S100 calcium binding protein B (S100B) is recently known as the markers for inflammatory diseases. However, its roles and underlying mechanism on multiple-traumas remain unclearly. In this study, total 123 patients (87 male and 36 female) were enrolled and divided into two group: Injury severity score (ISS) ≥ 16 (n = 69); ISS < 16 (n = 54). ELISA assay confirmed that the circulating S100B levels in multi-trauma were obviously higher than that in healthy volunteers. Additionally, S100B concentrations was associated with injury severity as an obviously higher levels of S100B (2.18 μg/L) in severe trauma group (ISS ≥ 16) than 1.26 μg/L in moderate trauma group (ISS < 16).

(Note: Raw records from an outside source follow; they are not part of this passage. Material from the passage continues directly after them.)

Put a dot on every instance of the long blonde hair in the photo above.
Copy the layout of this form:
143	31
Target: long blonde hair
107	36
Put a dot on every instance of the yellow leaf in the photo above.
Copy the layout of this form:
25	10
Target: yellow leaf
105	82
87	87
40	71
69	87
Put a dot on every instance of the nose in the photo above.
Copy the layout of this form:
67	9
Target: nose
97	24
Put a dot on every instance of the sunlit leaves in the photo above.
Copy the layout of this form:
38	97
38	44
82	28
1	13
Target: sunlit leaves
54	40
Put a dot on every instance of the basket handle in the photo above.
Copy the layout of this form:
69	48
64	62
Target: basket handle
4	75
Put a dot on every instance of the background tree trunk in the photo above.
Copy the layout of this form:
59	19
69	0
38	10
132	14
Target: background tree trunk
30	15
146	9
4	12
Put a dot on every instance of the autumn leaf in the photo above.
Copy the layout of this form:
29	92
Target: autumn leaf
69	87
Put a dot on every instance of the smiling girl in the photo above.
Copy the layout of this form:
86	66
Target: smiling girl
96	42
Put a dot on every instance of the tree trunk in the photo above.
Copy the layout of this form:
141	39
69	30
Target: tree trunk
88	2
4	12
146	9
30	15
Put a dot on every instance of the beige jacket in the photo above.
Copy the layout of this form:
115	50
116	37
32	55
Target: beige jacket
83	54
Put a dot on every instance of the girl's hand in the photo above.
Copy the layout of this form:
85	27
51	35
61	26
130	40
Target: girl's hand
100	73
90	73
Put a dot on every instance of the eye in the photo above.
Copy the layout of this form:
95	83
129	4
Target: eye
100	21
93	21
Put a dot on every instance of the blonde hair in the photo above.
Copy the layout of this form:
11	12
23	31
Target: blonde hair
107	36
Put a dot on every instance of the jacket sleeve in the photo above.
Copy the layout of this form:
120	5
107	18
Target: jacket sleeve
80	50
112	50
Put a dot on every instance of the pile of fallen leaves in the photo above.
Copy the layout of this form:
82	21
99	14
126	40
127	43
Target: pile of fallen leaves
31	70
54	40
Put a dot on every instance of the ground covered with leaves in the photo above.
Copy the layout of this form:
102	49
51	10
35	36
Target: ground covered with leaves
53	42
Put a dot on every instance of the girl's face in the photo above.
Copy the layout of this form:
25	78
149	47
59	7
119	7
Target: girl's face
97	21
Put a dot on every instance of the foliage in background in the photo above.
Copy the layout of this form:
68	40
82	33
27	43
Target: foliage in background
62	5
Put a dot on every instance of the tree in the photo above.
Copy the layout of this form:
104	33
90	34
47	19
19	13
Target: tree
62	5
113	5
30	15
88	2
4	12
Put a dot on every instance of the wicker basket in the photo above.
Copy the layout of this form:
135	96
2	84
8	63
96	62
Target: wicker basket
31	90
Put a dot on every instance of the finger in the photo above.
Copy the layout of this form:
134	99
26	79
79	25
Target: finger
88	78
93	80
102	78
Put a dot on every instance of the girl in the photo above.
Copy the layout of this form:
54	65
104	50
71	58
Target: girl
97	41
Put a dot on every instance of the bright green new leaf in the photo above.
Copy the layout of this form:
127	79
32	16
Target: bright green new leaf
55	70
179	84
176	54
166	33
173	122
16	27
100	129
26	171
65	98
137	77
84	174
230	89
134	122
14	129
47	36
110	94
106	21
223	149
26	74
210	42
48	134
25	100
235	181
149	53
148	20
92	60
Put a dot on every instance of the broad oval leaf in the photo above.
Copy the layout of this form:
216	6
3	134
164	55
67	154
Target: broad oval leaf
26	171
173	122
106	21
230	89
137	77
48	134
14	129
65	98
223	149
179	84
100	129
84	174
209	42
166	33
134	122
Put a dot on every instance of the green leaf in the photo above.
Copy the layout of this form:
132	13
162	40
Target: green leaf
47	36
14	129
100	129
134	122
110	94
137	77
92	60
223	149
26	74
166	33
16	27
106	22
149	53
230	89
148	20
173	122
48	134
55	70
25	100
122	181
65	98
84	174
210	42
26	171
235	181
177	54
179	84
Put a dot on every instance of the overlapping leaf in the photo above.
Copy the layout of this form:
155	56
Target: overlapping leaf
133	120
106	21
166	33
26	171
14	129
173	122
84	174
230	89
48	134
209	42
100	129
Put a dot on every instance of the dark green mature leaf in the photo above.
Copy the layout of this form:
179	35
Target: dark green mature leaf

Furthermore, the average concentration of S100B was 2.91 μg/L (n = 14) in fatal patients and 2.21 μg/L in survivors, suggesting an obvious correlation between S100B and the severity degree of multi-injury. Further analysis confirmed an obvious correlation between S100B levels and sE-selectin, and Von willebrand factor (vWF), both of these are the marker of endothelial cell injury. After transfection with pcDNA3.1-S100B, human umbilical vein endothelial cells (HUVECs) cell apoptotic ratio was dramatically up-regulated, concomitant with the increase in IL-6 and IL-8 levels, suggesting that S100B might regulate the development of polytrauma by mediating endothelial cell dysfunction. Together, these results suggest a potential predictive value of S100B and its underlying mechanism in the pathological process of polytrauma. Therefore, this study will support the potential clinical aspect for the diagnostic and treatment of polytrauma and its complications.